Get back to your most authentic self! Stop trying to be what you think other people want you to be, and be who you really are! Now, that said, don’t be a jerk about it! (hehe) What I mean is, don’t be all “this is who I am and if you don’t like it then F-you!”
Have a higher standard for yourself and be your BEST and most authentic self…with a commitment to continually being an even better version of yourself as you grow!
Empower yourself with the tools & strategies to create a 100%/100% relationship, where you know how to bring out the BEST and most authentic self in your partner! Where you are FULLY committed and give 100% to your partner! Not pleasing…GIVING – there is a HUGE difference between “pleasing” and “giving”! (take a moment and say each one to yourself, you will FEEL the difference)
Giving comes from a great and abundant place within you where you are giving and serving because you want to and it feels good. Pleasing comes from a negative place, where you are doing something you think others want, or you think is “right” but you don’t really want to, and eventually, if you keep “pleasing” it will turn into resentment…and maybe even anger!
When you understand, appreciate and cherish the differences between the masculine and feminine, you don’t have to have “good behavior,” you don’t have to “compromise” and you don’t have to “measure” to make sure you are getting yours.
When people hear me say that “compromise is for S#%T” they will often ask me “how do you NOT compromise in your relationship with Paul?”
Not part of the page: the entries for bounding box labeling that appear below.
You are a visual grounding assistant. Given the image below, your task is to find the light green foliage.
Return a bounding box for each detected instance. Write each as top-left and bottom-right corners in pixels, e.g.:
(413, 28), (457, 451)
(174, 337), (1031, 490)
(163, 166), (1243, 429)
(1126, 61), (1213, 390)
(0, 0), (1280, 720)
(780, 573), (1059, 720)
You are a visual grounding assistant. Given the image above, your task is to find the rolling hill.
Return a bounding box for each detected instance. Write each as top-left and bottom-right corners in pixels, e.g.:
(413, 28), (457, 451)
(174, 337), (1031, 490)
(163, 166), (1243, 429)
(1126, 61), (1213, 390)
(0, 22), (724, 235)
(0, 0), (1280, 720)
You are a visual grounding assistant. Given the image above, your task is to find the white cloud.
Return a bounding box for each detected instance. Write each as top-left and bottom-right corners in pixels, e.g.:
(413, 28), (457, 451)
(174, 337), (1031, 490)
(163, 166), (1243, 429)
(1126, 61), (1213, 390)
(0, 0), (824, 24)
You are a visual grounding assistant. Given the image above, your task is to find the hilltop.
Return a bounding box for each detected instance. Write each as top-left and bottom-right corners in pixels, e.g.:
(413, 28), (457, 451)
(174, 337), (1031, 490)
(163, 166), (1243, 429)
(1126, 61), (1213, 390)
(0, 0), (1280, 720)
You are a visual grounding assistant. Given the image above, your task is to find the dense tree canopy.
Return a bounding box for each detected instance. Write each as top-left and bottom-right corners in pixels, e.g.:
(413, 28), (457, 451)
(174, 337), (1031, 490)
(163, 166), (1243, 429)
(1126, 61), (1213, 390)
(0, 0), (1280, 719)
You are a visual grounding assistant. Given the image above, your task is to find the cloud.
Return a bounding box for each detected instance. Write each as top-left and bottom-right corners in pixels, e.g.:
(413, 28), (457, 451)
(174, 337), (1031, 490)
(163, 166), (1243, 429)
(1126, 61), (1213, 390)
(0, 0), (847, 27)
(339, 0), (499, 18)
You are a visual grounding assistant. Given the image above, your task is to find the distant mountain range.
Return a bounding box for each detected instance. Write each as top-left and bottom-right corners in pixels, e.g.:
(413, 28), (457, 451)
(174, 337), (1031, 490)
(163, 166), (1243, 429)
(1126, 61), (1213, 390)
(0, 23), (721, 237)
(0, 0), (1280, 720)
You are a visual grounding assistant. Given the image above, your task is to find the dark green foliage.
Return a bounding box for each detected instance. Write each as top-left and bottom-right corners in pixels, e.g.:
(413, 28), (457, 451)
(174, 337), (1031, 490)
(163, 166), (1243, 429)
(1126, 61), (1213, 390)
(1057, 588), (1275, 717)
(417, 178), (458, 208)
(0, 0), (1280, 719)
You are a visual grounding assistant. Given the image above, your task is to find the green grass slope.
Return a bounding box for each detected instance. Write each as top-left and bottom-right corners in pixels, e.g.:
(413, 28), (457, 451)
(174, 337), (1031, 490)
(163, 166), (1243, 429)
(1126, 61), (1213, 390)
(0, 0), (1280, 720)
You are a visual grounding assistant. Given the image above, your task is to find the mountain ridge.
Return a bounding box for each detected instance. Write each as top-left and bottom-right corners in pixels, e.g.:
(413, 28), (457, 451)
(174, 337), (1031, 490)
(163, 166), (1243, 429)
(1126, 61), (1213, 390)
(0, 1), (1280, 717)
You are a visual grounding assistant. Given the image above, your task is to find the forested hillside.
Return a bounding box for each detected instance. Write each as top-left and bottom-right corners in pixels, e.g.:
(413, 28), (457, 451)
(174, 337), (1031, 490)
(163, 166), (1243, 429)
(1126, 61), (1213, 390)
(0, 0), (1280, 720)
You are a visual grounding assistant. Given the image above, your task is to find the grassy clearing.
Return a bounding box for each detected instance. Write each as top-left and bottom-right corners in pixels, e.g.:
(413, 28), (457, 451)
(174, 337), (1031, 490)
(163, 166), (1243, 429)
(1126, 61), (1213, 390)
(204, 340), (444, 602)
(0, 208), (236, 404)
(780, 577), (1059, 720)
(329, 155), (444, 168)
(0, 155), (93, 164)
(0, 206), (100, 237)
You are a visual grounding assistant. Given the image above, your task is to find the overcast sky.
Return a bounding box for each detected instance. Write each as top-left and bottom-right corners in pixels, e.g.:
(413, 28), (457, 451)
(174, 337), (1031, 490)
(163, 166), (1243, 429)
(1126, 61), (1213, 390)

My answer is very simple and straightforward….I don’t compromise, because if I’m not 100% in alignment with Paul, it’s my job to seek to understand him more so that I can be 100% aligned, so I can serve him and help make his dreams come true. That’s my job! (and he feels it is his job to do so for me.)
We just keep “doing the work” until we understand at a deep enough level to reach alignment. Of course, it didn’t start out that way… We have developed the skills to do this, and now so do our clients!
It truly is amazing….and unshakable….to live a life with Zero Compromise! I highly recommend it!